Phone Resilience

Last Updated : Feb 22, 2024 |

Phone Failover

When phone resilience is configured, the home system shares information about the registered phones and users on those phones with the backup system. If the home system is no longer visible to the phones, failover occurs and the phones register with the backup system.

Phone Failback

If the phone’s home system has been up for more than 10 minutes, the system causes idle phones to perform a failback to the home system. If the phone is unable to connect to the home system, there is a five minute grace period, referred to as homeless prevention, where the phone can be logged in to either the home or backup system.

Automatic failback to the home system is the default mode. Failback can be configured to operate manually. This may be desired if for example, the home system will be unavailable for some time. In manual mode, failback does not occur until the phone has been logged out or rebooted.

Note:

Manual failback is not supported for SIP phones.

Notes on Phone Resiliency Behavior

  • Failover handover takes a minimum of 3 minutes (longer for larger networks). This ensures that failover is not invoked when it is not required; for example, when the home system is simply being rebooted to complete a non-mergeable configuration change.

  • Failover is only intended to provide basic call functionality while the cause of failover occurring is investigated and resolved. If users make changes to their settings while in failover, for example changing their DND mode, those changes will not apply after failback.  

  • Calls anchored on the home system lose all voice paths during failover. Direct media calls in a stable state might maintain voice paths until the next call event, but this is not guaranteed.

  • If the failover system is rebooted while it is providing failover services, the failover services are lost.

  • Failover features require that the phones local to each system are still able to route data to the backup system when the home system is not available. This will typically require each system site to be using a separate data router.

  • When an IP phone fails over, the backup system allows it to operate indefinitely as a “guest”, but only until the system resets.
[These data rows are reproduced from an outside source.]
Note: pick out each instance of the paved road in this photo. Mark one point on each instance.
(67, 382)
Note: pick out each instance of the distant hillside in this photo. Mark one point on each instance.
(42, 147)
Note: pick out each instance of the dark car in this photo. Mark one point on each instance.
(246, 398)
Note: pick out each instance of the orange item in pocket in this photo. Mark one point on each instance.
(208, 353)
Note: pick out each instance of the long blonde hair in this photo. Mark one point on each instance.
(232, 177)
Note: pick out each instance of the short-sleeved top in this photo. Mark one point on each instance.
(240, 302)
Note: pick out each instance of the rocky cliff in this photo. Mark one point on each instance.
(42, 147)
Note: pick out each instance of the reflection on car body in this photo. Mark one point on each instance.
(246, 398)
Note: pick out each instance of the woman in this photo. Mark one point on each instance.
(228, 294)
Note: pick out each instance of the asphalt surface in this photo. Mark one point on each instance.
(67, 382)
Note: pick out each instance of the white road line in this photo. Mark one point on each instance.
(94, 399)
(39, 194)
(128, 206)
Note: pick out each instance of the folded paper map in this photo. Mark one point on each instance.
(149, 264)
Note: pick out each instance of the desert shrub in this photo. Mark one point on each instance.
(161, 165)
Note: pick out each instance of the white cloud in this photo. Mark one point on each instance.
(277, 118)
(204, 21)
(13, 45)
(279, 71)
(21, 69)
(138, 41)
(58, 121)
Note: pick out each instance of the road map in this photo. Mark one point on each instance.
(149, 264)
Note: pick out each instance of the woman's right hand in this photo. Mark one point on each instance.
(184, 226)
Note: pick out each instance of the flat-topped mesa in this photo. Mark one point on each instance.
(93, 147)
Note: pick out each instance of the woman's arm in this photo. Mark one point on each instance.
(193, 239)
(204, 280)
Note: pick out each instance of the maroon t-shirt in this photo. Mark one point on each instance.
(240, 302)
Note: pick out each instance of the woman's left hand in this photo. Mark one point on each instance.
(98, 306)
Licenses will never be consumed for a guest phone.

  • Hot desking users are automatically logged out. When their base extension fails back to the home system, the user is automatically logged in on their base extension.

  • The media security configuration should be the same on all systems. For example, if an extensions home system is set to Best Effort, the failover system should also be set to Best Effort.

  • For secure communication using TLS/SRTP, all IP Office systems must have an identity certificate that has been signed by the same trusted root CA.

  • Failover provides only basic call functionality for Avaya Workplace Client and call logs generated while connected to the backup server will not be available after failback.

  • The primary and secondary servers should have the same configurations of Avaya cloud account authorization. If Avaya cloud account authorization is enabled on primary server and you have logged in with Avaya cloud account authorization, use the same login in secondary server during failover.

Supported Network Configurations

Phone resiliency is supported between any IP Office systems linked through an IP Office Line with Networking Level set to SCN. This includes failover from an IP500 V2 system to another IP500 V2 system.

For Server Edition deployments, failover from one node to any other node in the solution is supported.

Resiliency can be configured by specifying a Location with a unique IP address for the backup system.